Tony found his jacket. ‘Ten minutes later,’ he said, ‘Wardle rings back. What exactly do I want to know? I tell him about the Klostermann offer. He says all he can do is give me a question to ask Siebold. He says, ask him to explain the relationship between Klostermann, Arcaro Transport-that’s the Manila company-and two people: Major-General Gordon Ibell and someone called Charles deFoster Winter.’

‘Can I write those down?’

‘Sure, this is all history. Well, it wasn’t much but it was all we had. We go back to the Windsor. Siebold’s got Shelburne with him. Siebold is very charming. Came in the night before, off to America in a few hours. What’s our decision? I ask him the question. He looks at me, twirling the ring, he says, “I can’t answer that question, Mr Rinaldi, because I have absolutely no idea what you are talking about.’’ And he says to Shelburne, “See these gentlemen to the door. I’ve wasted quite enough time on dealings with them.’’ Goodbye, we’re in the corridor. Five minutes, start to finish.’

‘How’d TransQuik take it?’

‘Well. The offsider, Giddy, he got all excited, wanted to go back to Shelburne and start again. Lousada says to me, “What’s that question mean?’’ I said, “I don’t know but Siebold didn’t like it.’’ Lousada thinks about this for a while, then he says, “Probably just as well. Only free lunch is at the Salvos.’’’

‘Ever find out what the question meant?’

Tony shook his head.

‘And TransQuik stayed a client?’

‘For a while. Until Levesque took them over. Didn’t matter much by then, I’d decided to go to the Bar.’

I searched my pockets and found the printout of Gary’s other clients. ‘These others mean anything to you?’

His eyes went down the list. ‘No.

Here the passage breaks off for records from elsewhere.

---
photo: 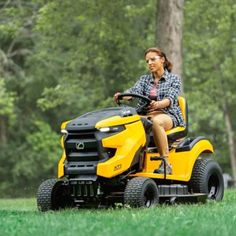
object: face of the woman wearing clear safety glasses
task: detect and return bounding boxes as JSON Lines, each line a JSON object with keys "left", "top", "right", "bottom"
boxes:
{"left": 145, "top": 52, "right": 165, "bottom": 73}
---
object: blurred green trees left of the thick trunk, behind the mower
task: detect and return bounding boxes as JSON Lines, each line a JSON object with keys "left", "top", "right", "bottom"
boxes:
{"left": 0, "top": 0, "right": 158, "bottom": 196}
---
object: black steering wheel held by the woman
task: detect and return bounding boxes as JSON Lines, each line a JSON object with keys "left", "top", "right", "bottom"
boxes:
{"left": 117, "top": 93, "right": 151, "bottom": 114}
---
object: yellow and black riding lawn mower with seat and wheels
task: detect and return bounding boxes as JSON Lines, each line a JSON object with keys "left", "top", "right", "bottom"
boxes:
{"left": 37, "top": 93, "right": 224, "bottom": 211}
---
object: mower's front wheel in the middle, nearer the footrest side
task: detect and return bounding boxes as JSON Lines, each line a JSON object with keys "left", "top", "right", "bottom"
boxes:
{"left": 124, "top": 177, "right": 159, "bottom": 207}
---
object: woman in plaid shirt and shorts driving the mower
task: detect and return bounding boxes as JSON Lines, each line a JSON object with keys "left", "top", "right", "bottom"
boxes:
{"left": 114, "top": 48, "right": 185, "bottom": 174}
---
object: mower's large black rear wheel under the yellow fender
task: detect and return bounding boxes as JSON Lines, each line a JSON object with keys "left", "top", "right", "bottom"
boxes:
{"left": 189, "top": 158, "right": 224, "bottom": 201}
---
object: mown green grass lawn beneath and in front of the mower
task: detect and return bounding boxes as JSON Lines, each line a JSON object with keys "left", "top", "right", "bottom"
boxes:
{"left": 0, "top": 189, "right": 236, "bottom": 236}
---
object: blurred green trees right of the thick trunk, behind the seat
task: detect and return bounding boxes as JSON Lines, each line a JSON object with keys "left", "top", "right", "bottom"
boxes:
{"left": 184, "top": 0, "right": 236, "bottom": 183}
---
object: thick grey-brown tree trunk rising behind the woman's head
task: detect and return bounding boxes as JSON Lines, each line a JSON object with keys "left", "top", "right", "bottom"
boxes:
{"left": 156, "top": 0, "right": 184, "bottom": 90}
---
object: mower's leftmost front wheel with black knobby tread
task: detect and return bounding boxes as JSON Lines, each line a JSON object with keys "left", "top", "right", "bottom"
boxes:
{"left": 37, "top": 179, "right": 72, "bottom": 211}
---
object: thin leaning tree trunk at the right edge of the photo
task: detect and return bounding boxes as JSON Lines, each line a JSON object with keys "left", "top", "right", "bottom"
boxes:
{"left": 224, "top": 106, "right": 236, "bottom": 186}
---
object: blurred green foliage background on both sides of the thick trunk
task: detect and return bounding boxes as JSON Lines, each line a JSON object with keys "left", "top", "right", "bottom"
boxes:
{"left": 0, "top": 0, "right": 236, "bottom": 196}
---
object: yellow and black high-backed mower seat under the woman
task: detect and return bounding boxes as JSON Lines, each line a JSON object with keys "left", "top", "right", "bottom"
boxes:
{"left": 166, "top": 96, "right": 188, "bottom": 142}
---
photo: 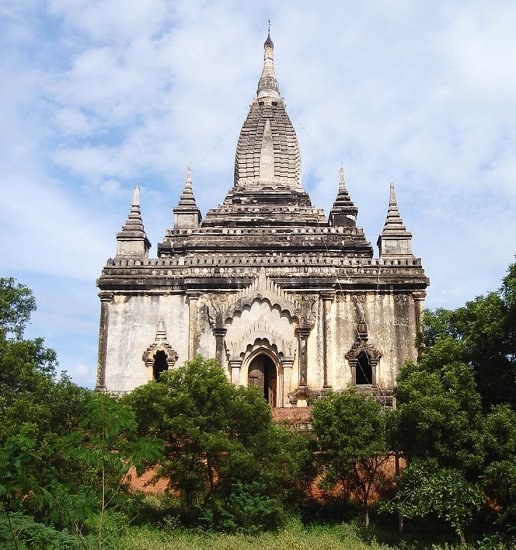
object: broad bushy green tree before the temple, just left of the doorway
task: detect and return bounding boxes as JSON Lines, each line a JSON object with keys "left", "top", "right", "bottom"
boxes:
{"left": 125, "top": 356, "right": 304, "bottom": 527}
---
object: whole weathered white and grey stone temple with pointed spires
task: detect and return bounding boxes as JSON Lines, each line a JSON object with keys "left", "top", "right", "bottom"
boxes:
{"left": 97, "top": 33, "right": 429, "bottom": 407}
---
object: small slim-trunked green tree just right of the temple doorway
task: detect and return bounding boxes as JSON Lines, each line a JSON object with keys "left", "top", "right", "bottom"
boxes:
{"left": 312, "top": 389, "right": 389, "bottom": 527}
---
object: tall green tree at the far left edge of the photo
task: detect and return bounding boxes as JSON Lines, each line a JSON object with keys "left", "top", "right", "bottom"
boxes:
{"left": 0, "top": 279, "right": 84, "bottom": 544}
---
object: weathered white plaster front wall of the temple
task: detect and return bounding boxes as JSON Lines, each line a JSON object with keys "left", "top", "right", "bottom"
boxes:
{"left": 100, "top": 292, "right": 417, "bottom": 403}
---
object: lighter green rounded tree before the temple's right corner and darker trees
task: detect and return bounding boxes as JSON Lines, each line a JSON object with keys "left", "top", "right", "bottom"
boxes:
{"left": 395, "top": 350, "right": 483, "bottom": 475}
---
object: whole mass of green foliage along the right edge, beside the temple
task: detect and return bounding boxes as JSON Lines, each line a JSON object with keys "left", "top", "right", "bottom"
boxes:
{"left": 394, "top": 264, "right": 516, "bottom": 537}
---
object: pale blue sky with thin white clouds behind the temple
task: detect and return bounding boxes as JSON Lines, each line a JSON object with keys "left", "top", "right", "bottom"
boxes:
{"left": 0, "top": 0, "right": 516, "bottom": 387}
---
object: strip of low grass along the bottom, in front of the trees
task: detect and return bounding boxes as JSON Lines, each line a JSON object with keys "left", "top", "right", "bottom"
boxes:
{"left": 106, "top": 495, "right": 516, "bottom": 550}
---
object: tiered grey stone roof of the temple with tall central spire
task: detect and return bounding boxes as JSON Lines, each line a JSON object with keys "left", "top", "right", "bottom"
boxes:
{"left": 99, "top": 33, "right": 428, "bottom": 296}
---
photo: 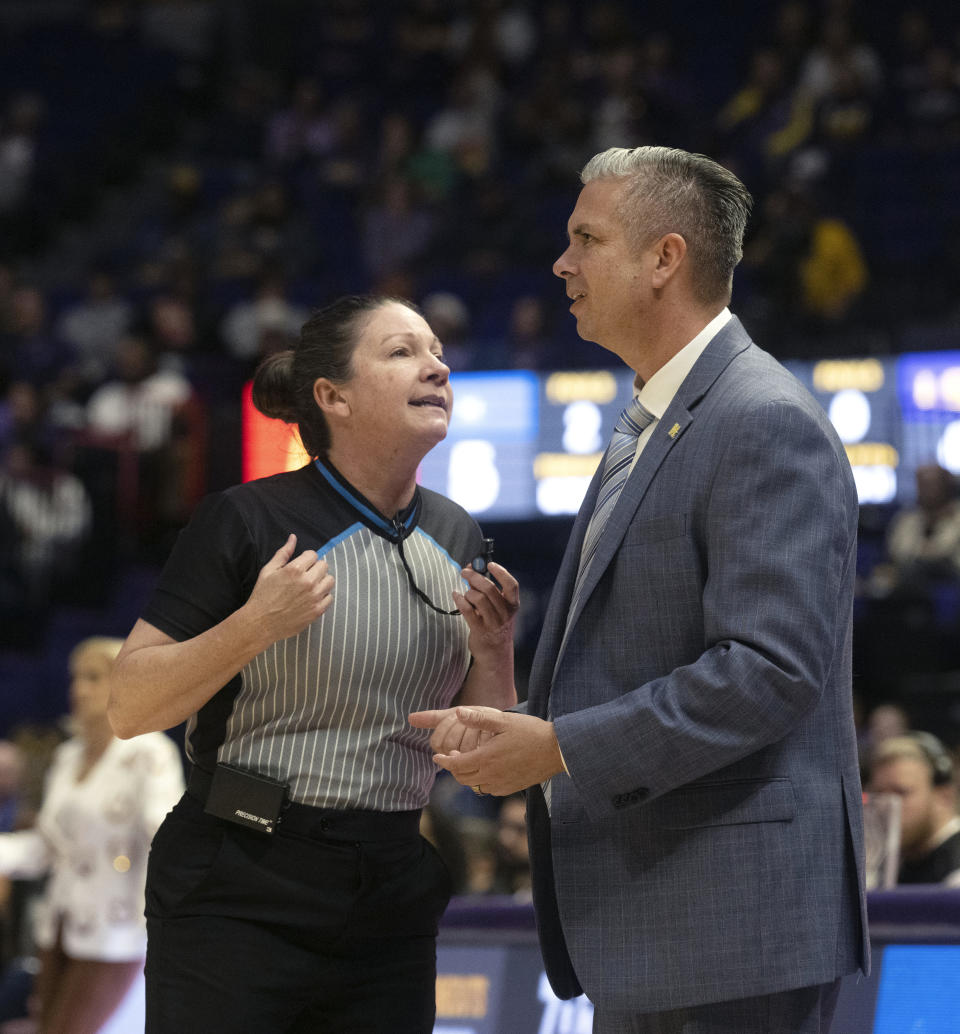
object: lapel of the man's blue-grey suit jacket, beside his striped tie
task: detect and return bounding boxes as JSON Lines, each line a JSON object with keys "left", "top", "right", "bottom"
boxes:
{"left": 531, "top": 316, "right": 751, "bottom": 686}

What did Drew say about my reasons for leaving the DPP’s office?’

‘Something to do with Levesque. That’s all he remembered.’

Tony nodded and picked up the telephone. ‘Louise, ask Alan at the carpark to get the kid to bring the car around the front. Without denting it.’

He began putting files together. ‘Jack,’ he said, ‘about eighteen months ago, a bloke called Novikov was shot dead in his garage in Doncaster, found by his wife. He’d been at the junior soccer club meeting. Not long after, the cops stop a car with a dud tail-light, hire car. Driver’s clever with them so they get him to open the boot. In the toolkit, they find a silenced.22. The one cop, a farm boy, he sniffs the thing and he knows, silencer notwithstanding, it’s been recently fired. To the station, make some inquiries, then the Novikov murder call comes through. They reckon they’ve got the culprit. Ballistics later find the.22 is the weapon that killed Novikov. Bryce, that’s the man with the gun, he’s tough for a long time, then he says he’s just the driver, the bloke who did the job is a man he knows only as Eric. Met him twice. It takes a lot of hard work but the cops get lucky and eventually Bryce IDs a man by the name of Eric Koch. Koch calls himself a transport security consultant and among his clients is an outfit called Airbound Services. Freight airline.’